Israel eyes Lebanon after drone downed
Drone wasn't carrying any weapons, explosives, military says
Israeli military experts Sunday worked around the clock to examine the remains of a mysterious drone that was shot down after penetrating Israeli airspace from the Mediterranean Sea.
The Israeli military announced Saturday that the unmanned aerial vehicle was shot down over the northern Negev Desert. They say the drone did not take off from Gaza, leading them to consider the possibility that it originated in Lebanon.
Israeli security experts point the finger at Israel's longstanding rival Hezbollah, the Shiite militia based in southern Lebanon.
"We know it originated in Lebanon," said Ron Ben Yishai, an Israeli national security and defense commentator for Israeli news portal Ynet. "It is entirely clear the UAV was sent by an Iranian proxy. The Iranians provided Hezbollah with their very first drones and they have also funded the organization."
While Israel has yet to officially announce who it sees as responsible for the penetration into its airspace, Lebanon's national news agency on Sunday reported that Israeli fighter jets have flown into Lebanese airspace, causing sonic booms in the area.
Military spokeswoman Avital Leibovich said Saturday that the drone did not carry any weapons or explosives. Leibovich would not discuss the drone's route or whether it had flown over military installations.
If Hezbollah were responsible for the launch of the drone, flying it for more than 200 km (125 miles) down the Mediterranean and deep into Israel, that would represent a significant upgrade to its aerial capacities. But Ben Yishai said neither Hezbollah nor the Palestinian militant groups Hamas and Islamic Jihad in Gaza have claimed responsibility for launching the drone.
"I can imagine they are quiet, concerned of the Israeli response to this operation, but it is not for me to say what Israel's reaction would be," he said.
Iran, which supports Hezbollah, has had no comment.
While the Israeli military has stated that the drone did not carry explosives, the objective of the flight was a mystery Sunday.
"The question is, what exactly did they look to achieve? Was it merely a demonstration of strength, or an operational mission for collecting intelligence?" said Ben Yishai.
One possible target for any of Israel's enemies is the secret nuclear plant at Dimona, in the Negev. Built with the help of the French government in the 1960s, the reactor stands several dozen miles from where the drone was shot down.
Israel does not comment on whether it has nuclear weapons, but details leaked by a former technician at Dimona in the 1980s led international observers to conclude that it could have produced as many as 200 nuclear bombs. In December 2010, the Israeli military announced it had shot down an unidentified flying object over the nuclear plant.

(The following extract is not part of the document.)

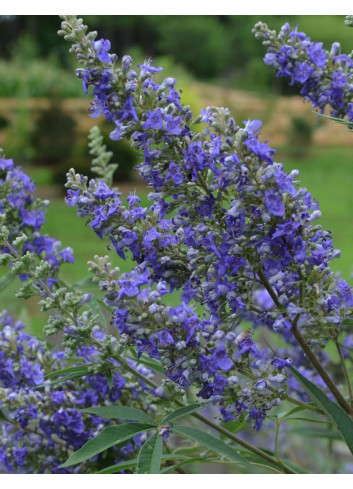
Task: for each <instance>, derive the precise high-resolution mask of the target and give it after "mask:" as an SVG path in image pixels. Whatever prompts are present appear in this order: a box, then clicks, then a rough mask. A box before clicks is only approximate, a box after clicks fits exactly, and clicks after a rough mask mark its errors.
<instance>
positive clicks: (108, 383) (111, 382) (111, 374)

Ben Yishai said crashing a drone carrying explosives onto the plant would be considered a phenomenal achievement for Hezbollah, even though the aircraft can't carry a big enough bomb to inflict serious damage. Even photographs of the tightly guarded plant would be an intelligence prize, he said.
The drone incident comes amid a tense international standoff over Iran's nuclear fuel program, which Israel fears is a cover for a nuclear weapons program.
Iran has defied calls by the U.N. Security Council to halt its production of enriched uranium, insisting it has a right to make fuel for civilian power plants. But the U.N. nuclear watchdog agency says it can no longer verify that Iranian nuclear research is strictly peaceful.
That's fueled talk of Israeli military action against Iran, with Israeli Prime Minister Benjamin Netanyahu warning the U.N. General Assembly in September that time for a diplomatic solution was running out. The United States, Israel's leading ally, says it won't tolerate a nuclear-armed Iran, but says diplomatic and economic sanctions are starting to take a deep bite out of Iran's economy.
On Sunday, Leibovich, the Israeli military spokeswoman, said an Israeli warplane shot down the drone. Ben Yishai said small drones are difficult to spot on radar, and missiles aren't designed to hit such slow-moving targets.
The decision to closely follow the drone for almost 30 minutes within Israeli airspace was a wise choice, Ben Yishai said.
"Having identified the drone flying over the Mediterranean, the Israeli air force could have chosen to shoot it down right away," he said. "The ability to track the drone, take pictures of it from all directions and examine its capabilities serves as an outstanding resource for intelligence information."